ABSTRACT
The vertebral column or spine is the main structural element of the vertebrate body axis. It is assembled around
the notochord, a conserved axial structure that provides developmental cues for the development of other organs
and serves as a structural scaffold for the embryo in all chordates. Importantly, in vertebrates, the notochord also
attracts osteoblast precursors that give rise to the vertebral bodies of the spine. The vertebrate notochord is
composed of a core of highly conserved vacuolated cells that is surrounded by a thick extracellular matrix that
acts as a corset for the notochord rod. Importantly, loss of notochord vacuole function has been shown to cause
defects in vertebral formation and spine morphology that resemble congenital scoliosis (CS) in humans.

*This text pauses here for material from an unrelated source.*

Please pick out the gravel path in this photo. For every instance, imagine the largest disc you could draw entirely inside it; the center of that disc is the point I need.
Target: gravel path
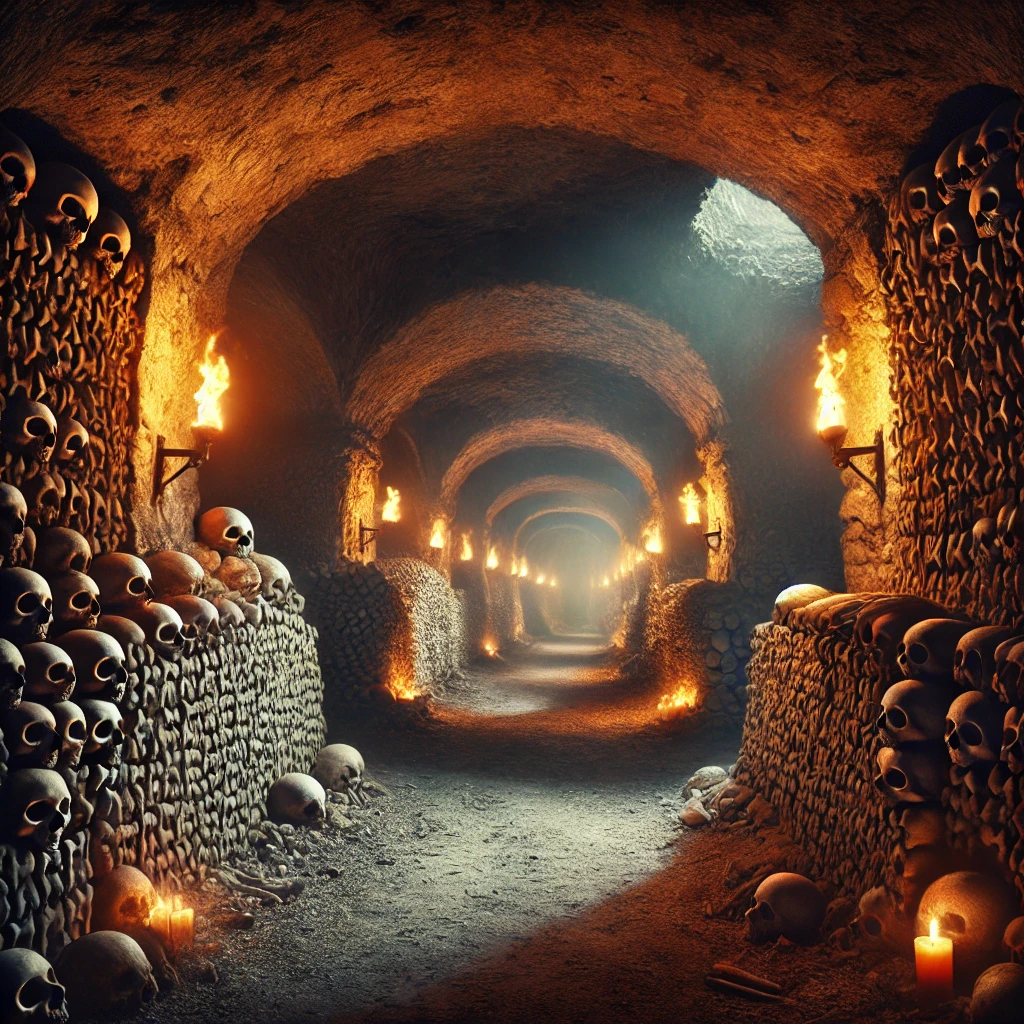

While
genetic and embryological evidence clearly showed that the structural role of the notochord is conserved,
whether vacuolated cells function in vertebral patterning in mice as shown in zebrafish is not known. Moreover,
following vertebral patterning, notochord vacuolated cells form the nucleus pulposus (NP) at the center of the
intervertebral disc (IVD), where they remain until adulthood. However, little is known about the function of
vacuolated cells within the IVD. Also not known are the mechanisms that regulate notochord vacuole biogenesis
and integrity and how these are linked to IVD degeneration during aging. The proposed studies will investigate
mechanisms regulating notochord vacuole biogenesis and function in zebrafish and mice and will investigate the
role of notochord vacuoles in spine formation in mice. Altogether, these studies will bring important new insights
into spine morphogenesis and the origin of pathologies such as CS and disc disease.